350 billion euros for shareholders

In troubled times on the stock market, dividend payments can save many portfolios. There are some good payers – even at discount prices, my asset manager.

Whether bull or bear: a dividend has never harmed a shareholder.

NThe dividend season that is now beginning promises to be lucrative, and not just in Germany. For the DAX companies alone, analysts assume that they will distribute the record value of around 38 billion euros for 2018 from their profits to shareholders.

According to estimates by the fund company Allianz Global Investors (GI), investors in Europe, as measured by the MSCI Europe share index, are even awaiting dividend payments of around 350 billion euros, another high. This would mean that these groups would pay out around 16 billion euros or 4.8 percent more than in the previous year.

Continuity is essential

However, it is not just the amount of the distributions that should be decisive for investors. “For us, the continuity of dividend payments is just as important as the relative amount,” says Jörg de Vries-Hippen, Allianz GI’s chief investment strategist for European equities.
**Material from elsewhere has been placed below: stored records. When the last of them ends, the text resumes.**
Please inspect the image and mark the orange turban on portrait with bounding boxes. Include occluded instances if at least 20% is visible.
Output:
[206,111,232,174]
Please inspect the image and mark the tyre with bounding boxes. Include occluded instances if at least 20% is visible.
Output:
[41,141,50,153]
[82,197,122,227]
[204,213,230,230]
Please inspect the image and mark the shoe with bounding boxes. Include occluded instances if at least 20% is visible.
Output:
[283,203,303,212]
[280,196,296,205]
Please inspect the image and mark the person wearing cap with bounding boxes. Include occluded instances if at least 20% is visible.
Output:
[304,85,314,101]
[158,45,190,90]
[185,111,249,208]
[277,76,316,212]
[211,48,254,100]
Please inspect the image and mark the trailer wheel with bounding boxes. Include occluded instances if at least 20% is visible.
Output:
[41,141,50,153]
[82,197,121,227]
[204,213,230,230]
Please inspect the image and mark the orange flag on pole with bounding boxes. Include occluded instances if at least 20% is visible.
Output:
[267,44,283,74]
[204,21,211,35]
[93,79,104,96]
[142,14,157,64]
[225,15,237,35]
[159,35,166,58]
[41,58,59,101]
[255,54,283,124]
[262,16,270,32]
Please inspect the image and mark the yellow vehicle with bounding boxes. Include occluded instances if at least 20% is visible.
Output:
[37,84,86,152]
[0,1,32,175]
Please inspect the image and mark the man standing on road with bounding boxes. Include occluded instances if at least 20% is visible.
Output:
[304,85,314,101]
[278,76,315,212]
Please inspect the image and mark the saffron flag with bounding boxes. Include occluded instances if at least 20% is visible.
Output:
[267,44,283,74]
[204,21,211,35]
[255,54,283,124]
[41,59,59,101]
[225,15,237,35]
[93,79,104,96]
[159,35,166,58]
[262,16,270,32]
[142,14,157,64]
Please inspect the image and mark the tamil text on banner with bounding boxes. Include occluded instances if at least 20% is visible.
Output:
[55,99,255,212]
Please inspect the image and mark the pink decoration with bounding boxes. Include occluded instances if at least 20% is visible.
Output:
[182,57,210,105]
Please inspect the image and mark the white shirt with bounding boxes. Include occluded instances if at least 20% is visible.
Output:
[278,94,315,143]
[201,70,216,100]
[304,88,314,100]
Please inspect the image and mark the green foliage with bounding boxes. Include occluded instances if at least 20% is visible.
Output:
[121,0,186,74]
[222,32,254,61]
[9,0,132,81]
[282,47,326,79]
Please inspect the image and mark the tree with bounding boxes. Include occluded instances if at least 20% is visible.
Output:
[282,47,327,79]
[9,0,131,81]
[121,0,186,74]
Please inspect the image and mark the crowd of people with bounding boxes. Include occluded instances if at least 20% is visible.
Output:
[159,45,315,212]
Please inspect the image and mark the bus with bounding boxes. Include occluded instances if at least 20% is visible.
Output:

Because a positive combination signals a healthy foundation. Such companies often proved to be stable anchors in stormy times. And there are some companies with well-supported dividends and growth potential – even at discount prices.

Market setbacks could offer opportunities to buy. One focus of Allianz GI is on the European energy sector, as the significant restructuring is likely to pay off in the foreseeable future in higher liquid funds and dividends. For years, de Vries-Hippen has counted insurers among the “dividend classics”.

In the investor’s custody account, distributions have a kind of “airbag function”, which can have a particularly beneficial effect, especially in view of the uncertain market situation, the asset manager continues. Dividends could stabilize the portfolio because they cushion price losses and create predictable income.

According to an analysis by Allianz GI, dividends have made up around 41 percent of the total return on European stocks since 1973. This would have enabled them to partially or fully compensate for price losses. In addition, European companies with an average dividend yield of 3.8 percent at the end of 2018 are considered distribution-friendly.